Le politiste Yann Raison du Cleuziou analyse, dans une tribune au « Monde », le succès d’Eric Zemmour auprès des militants catholiques, alors même que son obsession pour la théorie raciste du « grand remplacement » s’oppose aux positions du pape.
Le parallèle était saisissant. Le dimanche 5 décembre 2021, en Grèce, le pape François tirait pendant la messe les leçons de sa rencontre avec les migrants parqués à Lesbos : « Je prie Dieu de nous réveiller de l’oubli de ceux qui souffrent, de nous secouer de l’individualisme qui exclut, de réveiller les cœurs sourds aux besoins des autres. » Il ajoutait encore : « Luttons à la racine contre cette pensée dominante, cette pensée qui se concentre sur son propre moi, sur les égoïsmes personnels et nationaux, qui deviennent la mesure et le critère de toute chose. »
En France, quelques heures plus tard, Eric Zemmour rassemblait ses partisans lors d’un meeting à Villepinte [Seine-Saint-Denis]. A la tribune, pour le soutenir, les différentes branches du catholicisme conservateur, jusqu’alors divisées entre le Rassemblement national et les Républicains, convergeaient : Laurence Trochu apportait le soutien du Mouvement conservateur (ex-Sens commun), Jean-Frédéric Poisson celui du Parti chrétien-démocrate (créé par Christine Boutin pour prolonger l’action du Forum des républicains sociaux) [et rebaptisé VIA, la voie du peuple, en 2020], enfin la Lyonnaise Agnès Marion engageait le Cercle Fraternité, jusqu’alors défenseur d’une politique familiale conservatrice au sein du Front national.
Sans doute ne faut-il pas perdre de vue que le catholicisme est un univers clivé et que les conservateurs n’en représentent qu’une sensibilité minoritaire. Mais, dans un contexte de déclin de la pratique religieuse, leur influence au sein de l’Eglise est croissante en raison de leurs familles nombreuses, au sein desquelles, tendanciellement, la foi se transmet avec plus de succès que dans l’aile gauche. Le succès d’Eric Zemmour auprès des militants catholiques nécessite donc d’être interrogé, car il peut avoir des effets durables sur le catholicisme français.

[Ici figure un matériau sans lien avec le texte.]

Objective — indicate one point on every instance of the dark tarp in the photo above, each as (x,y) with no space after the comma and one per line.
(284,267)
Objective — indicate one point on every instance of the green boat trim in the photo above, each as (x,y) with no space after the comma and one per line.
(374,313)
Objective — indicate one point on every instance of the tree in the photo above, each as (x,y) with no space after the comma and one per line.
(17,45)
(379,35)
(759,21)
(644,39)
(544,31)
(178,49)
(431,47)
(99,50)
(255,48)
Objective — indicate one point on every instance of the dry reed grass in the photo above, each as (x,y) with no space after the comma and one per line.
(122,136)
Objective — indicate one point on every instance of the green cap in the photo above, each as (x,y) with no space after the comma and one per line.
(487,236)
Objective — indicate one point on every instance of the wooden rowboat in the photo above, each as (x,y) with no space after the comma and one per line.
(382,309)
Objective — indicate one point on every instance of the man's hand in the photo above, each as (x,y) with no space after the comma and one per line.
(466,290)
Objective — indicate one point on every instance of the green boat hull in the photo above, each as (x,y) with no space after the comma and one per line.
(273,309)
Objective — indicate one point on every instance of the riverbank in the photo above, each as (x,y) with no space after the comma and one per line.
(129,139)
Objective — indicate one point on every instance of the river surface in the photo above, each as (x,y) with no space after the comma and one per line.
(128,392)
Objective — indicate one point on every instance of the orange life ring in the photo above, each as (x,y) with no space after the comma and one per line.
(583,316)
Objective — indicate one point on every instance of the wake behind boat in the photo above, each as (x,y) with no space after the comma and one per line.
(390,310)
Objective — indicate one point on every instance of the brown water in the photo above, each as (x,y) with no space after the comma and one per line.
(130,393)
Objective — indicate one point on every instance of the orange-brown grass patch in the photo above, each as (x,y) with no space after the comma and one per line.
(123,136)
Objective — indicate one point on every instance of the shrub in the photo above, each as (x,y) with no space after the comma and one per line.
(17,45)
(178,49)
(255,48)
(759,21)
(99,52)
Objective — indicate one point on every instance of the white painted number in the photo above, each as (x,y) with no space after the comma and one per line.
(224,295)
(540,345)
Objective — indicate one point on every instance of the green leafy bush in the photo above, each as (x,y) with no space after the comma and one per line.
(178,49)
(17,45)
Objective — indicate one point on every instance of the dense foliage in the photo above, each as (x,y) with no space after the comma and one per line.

Comment expliquer que l’obsession du « grand remplacement » de l’ancien journaliste du Figaro, si antagoniste avec les positions du pape, ne freine pas le ralliement des catholiques ? Comment réduisent-ils la dissonance cognitive ? Celle-ci est potentiellement d’autant plus forte que Renaud Camus [le polémiste ayant popularisé cette théorie raciste] fut une figure de la cause homosexuelle avant de devenir le contempteur de la décadence nationale. Mais s’intéresser à la réception de son œuvre serait une fausse piste. En fait, la thématique est déjà acclimatée depuis longtemps dans les imaginaires du catholicisme de droite. Si les flux migratoires inquiètent tant, c’est parce qu’ils mettent à l’épreuve une faiblesse politique du christianisme, dont les catholiques conservateurs sont bien conscients et qu’ils tentent d’exorciser.